We understand that every project aims to solve a very practical problem for the business. This is why we want to make sure that we completely understand the problem itself and that — to the very best of our knowledge — we are offering you the most optimal solution. We then present you with our detailed estimation work and delivery plan to ensure we remain on the same page and have the same “definition of done.” In fact, we won’t start any work at all until our expectations become fully in alignment. Our plans are also accompanied by a detailed list of identified risks, as risk management is a continuous process of the Software Planet Group development cycle. To cover any unforeseen challenges, we will usually add a contingency buffer to our delivery plan, which will also be explained in detail to dispel your company’s lingering doubts. When confronted with any challenges, we will make the fact known to you, devise the proposed solution or workaround and indicate its impact on our contingency buffer. In this way, we can jointly agree on the best possible course of action. We love to deliver the full scope of our projects on time, just as much as our customers do!

Q: Do your services come with any warranty?

Our services come with a warranty period that will usually last between 30 and 120 days. This depends on the project nature and size.

Q: The project has now finished. What should we do if we identify a defect after the active development phase has passed?

We are as flawed as the world around us, and defects do sometimes creep in unnoticed (despite the multitude of testing levels applied to our projects). In these circumstances, our policy is always to resolve the defect and make sure that nothing will prevent end users from operating the software solution. This is done somewhat easier throughout the active development phase, as the issue can be prioritised and placed into the current backlog. Nevertheless, even after development has ended, we can still bring back our team members and take care of any newfound problems.

Q: After the go-live and 3-month support period (warranty) is over, would we be expected to manage the application on our own? If so, what sort of skills would be needed in-house, and what sorts of problems would you foresee us facing?

As set out above, our primary objective is to support our customers, and by extension, their valued users.
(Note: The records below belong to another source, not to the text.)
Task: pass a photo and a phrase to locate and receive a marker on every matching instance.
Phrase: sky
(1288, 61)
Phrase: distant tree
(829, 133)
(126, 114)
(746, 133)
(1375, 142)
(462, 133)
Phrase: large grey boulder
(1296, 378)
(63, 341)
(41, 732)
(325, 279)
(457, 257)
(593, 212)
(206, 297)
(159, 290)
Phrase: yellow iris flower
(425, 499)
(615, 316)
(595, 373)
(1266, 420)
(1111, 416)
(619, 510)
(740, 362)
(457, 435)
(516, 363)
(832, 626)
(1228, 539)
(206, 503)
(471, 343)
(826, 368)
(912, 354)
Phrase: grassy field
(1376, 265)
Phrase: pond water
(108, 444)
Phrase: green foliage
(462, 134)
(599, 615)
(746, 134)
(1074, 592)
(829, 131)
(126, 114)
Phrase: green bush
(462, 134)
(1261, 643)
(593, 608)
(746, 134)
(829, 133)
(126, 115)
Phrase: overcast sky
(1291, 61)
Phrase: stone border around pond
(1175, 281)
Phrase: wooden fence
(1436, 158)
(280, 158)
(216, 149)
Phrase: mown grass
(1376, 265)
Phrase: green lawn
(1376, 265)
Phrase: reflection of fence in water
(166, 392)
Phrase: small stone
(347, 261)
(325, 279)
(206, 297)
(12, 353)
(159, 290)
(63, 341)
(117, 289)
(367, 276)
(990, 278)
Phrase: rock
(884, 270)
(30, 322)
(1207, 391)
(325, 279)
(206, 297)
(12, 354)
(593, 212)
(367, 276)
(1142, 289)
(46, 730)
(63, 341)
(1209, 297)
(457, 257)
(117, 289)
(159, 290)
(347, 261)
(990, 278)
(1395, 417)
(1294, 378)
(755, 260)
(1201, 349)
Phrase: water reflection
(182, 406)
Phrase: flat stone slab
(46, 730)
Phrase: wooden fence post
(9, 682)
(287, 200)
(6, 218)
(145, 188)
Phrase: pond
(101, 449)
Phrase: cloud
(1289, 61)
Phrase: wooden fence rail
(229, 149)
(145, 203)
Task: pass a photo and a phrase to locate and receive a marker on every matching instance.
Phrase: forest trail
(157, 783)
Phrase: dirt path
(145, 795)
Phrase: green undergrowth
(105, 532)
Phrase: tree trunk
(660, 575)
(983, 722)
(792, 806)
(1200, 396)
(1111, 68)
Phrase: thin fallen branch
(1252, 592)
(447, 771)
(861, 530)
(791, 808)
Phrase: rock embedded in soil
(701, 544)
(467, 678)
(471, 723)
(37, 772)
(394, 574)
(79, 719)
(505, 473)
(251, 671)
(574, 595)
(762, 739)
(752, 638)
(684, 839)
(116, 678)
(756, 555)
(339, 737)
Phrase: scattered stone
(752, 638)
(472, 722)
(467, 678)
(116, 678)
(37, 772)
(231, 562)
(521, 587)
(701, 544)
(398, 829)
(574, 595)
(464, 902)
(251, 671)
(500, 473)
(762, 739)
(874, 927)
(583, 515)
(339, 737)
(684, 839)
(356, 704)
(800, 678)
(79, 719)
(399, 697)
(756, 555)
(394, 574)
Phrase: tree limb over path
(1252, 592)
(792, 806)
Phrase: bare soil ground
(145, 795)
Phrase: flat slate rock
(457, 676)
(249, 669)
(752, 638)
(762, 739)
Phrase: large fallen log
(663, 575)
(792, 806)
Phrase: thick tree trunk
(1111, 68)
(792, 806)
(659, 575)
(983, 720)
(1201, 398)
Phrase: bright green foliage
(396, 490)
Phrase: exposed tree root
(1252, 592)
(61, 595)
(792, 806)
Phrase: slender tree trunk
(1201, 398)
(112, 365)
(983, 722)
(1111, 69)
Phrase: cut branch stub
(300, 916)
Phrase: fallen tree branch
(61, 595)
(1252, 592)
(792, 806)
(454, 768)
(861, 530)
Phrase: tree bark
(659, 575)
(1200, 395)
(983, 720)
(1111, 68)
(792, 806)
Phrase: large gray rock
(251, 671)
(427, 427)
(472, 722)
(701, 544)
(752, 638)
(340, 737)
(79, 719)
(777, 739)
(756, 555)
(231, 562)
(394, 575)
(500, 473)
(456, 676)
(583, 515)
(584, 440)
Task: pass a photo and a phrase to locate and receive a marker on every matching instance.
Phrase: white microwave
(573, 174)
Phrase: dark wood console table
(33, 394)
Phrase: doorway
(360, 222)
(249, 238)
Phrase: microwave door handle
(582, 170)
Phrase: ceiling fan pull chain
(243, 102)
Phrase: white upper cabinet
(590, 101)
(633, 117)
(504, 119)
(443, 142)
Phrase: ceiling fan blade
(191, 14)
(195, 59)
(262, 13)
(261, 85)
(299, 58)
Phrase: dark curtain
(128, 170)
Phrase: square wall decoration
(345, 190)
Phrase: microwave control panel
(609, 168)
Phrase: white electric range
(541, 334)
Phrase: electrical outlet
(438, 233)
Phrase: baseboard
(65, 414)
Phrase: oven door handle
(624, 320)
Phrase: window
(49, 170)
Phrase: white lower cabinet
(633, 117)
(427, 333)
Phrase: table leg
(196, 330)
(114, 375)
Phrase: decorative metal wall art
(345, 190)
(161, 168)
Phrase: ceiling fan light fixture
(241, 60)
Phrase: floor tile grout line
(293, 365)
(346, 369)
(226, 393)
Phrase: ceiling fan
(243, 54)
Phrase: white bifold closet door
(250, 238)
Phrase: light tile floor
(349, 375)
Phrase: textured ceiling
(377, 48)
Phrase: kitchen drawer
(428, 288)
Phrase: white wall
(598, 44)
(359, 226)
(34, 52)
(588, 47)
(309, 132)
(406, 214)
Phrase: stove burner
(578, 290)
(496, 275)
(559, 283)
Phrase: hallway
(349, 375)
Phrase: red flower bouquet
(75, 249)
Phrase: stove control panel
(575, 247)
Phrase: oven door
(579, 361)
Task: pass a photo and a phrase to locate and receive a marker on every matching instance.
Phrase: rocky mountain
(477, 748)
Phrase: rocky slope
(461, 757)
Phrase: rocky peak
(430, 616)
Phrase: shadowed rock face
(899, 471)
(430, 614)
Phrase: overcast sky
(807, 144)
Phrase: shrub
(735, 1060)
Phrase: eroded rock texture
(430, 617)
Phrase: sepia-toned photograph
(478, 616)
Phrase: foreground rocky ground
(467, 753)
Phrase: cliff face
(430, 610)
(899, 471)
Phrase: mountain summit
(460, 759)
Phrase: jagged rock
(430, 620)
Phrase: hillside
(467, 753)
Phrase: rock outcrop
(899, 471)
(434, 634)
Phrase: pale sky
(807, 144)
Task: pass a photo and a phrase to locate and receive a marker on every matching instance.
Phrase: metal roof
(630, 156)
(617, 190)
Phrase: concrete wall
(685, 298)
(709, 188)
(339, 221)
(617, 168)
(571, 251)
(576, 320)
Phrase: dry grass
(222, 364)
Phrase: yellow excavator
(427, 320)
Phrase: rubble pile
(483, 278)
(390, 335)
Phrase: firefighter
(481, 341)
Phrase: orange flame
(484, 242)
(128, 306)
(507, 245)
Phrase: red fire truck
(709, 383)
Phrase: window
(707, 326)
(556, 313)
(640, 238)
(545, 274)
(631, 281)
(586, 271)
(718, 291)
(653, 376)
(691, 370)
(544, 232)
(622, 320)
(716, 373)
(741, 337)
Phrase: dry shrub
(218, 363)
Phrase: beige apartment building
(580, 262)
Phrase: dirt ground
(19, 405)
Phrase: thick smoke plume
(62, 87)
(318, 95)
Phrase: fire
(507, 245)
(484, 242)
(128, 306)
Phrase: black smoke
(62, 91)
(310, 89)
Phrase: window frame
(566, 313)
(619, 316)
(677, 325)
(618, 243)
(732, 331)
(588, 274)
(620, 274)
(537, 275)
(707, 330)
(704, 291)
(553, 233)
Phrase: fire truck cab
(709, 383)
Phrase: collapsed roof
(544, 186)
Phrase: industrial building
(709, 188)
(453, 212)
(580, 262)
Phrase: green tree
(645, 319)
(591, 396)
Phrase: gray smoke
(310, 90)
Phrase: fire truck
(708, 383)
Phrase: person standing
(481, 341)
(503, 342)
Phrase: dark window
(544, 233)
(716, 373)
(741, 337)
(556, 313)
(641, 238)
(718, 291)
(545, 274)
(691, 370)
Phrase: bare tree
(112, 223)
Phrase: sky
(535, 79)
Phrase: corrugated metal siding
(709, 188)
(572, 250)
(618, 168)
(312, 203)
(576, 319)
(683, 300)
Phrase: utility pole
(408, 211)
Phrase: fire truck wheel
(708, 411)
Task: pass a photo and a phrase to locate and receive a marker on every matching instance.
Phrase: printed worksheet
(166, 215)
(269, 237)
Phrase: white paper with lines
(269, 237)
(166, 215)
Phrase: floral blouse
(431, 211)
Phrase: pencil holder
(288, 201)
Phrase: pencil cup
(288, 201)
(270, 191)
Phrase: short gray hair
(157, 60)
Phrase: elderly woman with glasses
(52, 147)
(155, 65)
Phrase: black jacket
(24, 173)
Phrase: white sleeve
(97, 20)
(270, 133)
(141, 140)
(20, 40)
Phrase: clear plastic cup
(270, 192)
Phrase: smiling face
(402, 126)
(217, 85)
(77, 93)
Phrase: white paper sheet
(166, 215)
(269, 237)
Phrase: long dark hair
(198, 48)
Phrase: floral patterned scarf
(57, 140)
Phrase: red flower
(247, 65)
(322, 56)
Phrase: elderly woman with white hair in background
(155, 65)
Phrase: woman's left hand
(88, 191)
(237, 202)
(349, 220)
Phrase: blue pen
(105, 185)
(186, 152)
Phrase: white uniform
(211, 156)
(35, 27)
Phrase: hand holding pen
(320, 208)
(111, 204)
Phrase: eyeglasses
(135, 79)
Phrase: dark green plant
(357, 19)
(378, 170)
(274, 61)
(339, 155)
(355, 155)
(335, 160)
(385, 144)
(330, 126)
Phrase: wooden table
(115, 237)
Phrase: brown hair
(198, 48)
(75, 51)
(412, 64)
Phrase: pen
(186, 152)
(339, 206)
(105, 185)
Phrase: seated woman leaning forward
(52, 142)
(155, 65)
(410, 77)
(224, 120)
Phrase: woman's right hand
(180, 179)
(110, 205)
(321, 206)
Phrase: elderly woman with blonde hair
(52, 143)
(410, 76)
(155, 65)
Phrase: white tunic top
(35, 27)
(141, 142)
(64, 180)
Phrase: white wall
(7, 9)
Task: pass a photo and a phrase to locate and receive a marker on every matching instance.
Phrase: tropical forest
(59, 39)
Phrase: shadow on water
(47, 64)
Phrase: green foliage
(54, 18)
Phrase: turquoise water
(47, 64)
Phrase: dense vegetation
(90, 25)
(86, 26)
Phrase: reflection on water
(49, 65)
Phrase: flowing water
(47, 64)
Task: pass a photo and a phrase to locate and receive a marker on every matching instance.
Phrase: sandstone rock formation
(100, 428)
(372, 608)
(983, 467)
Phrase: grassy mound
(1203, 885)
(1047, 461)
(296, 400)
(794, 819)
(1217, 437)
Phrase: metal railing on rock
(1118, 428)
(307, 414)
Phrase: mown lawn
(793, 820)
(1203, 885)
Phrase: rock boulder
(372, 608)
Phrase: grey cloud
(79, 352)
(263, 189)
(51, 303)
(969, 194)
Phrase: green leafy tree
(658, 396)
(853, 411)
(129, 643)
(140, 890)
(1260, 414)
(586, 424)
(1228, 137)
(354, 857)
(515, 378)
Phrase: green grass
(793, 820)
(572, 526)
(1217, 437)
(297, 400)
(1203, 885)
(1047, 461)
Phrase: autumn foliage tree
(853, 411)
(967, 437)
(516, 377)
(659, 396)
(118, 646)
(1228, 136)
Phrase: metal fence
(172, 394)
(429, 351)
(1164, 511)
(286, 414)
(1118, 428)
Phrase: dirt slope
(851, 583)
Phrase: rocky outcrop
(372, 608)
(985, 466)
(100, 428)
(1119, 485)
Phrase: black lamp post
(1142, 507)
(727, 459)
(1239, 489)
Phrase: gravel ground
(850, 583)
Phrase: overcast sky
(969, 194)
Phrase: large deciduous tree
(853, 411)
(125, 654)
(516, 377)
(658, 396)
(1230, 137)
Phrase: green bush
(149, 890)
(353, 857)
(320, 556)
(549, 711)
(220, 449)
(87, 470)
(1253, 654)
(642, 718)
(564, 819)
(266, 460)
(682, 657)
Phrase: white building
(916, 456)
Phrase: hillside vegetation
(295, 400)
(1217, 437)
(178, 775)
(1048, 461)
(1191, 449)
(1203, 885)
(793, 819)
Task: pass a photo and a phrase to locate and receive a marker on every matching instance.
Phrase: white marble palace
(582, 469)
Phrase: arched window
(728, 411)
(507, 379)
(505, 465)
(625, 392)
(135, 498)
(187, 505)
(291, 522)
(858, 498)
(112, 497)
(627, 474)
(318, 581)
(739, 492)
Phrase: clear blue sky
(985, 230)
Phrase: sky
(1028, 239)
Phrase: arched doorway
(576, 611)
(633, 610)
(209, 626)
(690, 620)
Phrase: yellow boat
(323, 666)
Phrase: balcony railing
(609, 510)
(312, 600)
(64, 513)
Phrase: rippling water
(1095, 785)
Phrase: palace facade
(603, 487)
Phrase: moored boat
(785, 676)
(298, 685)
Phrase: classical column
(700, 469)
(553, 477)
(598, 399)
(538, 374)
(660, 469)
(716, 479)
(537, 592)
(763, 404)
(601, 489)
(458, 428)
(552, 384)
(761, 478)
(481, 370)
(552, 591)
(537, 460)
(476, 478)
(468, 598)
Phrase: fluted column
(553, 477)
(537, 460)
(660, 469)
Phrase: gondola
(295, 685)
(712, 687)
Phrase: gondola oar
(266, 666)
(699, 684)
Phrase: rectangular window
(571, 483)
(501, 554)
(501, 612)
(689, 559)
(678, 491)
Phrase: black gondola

So in reality, no matter when the problem occurs — three months or three years after development — we will always do our very best to resolve it. This may be a subject to an SLA, but we will never hang our customers out to dry.

As for the in-house expertise, it is worth pointing out that knowledge transfer (KT) is a major component of our project finalisation phase. This means that we will ensure your specialists (or other support providers) have all the artefacts and information pertaining to the solution, its architecture and environment and are comfortable when it comes to supporting it. In addition, we offer long-term Tier 2 and Tier 3 support to our customers.

Q: There may be ongoing tweaks needed to the application or service, as well as the inevitable patches as newer versions of required platforms and operating systems are released. Do you expect your customers to have to manage this responsibility on their own, or should they seek an alternative partner, or even engage with SPG on an ad-hoc basis?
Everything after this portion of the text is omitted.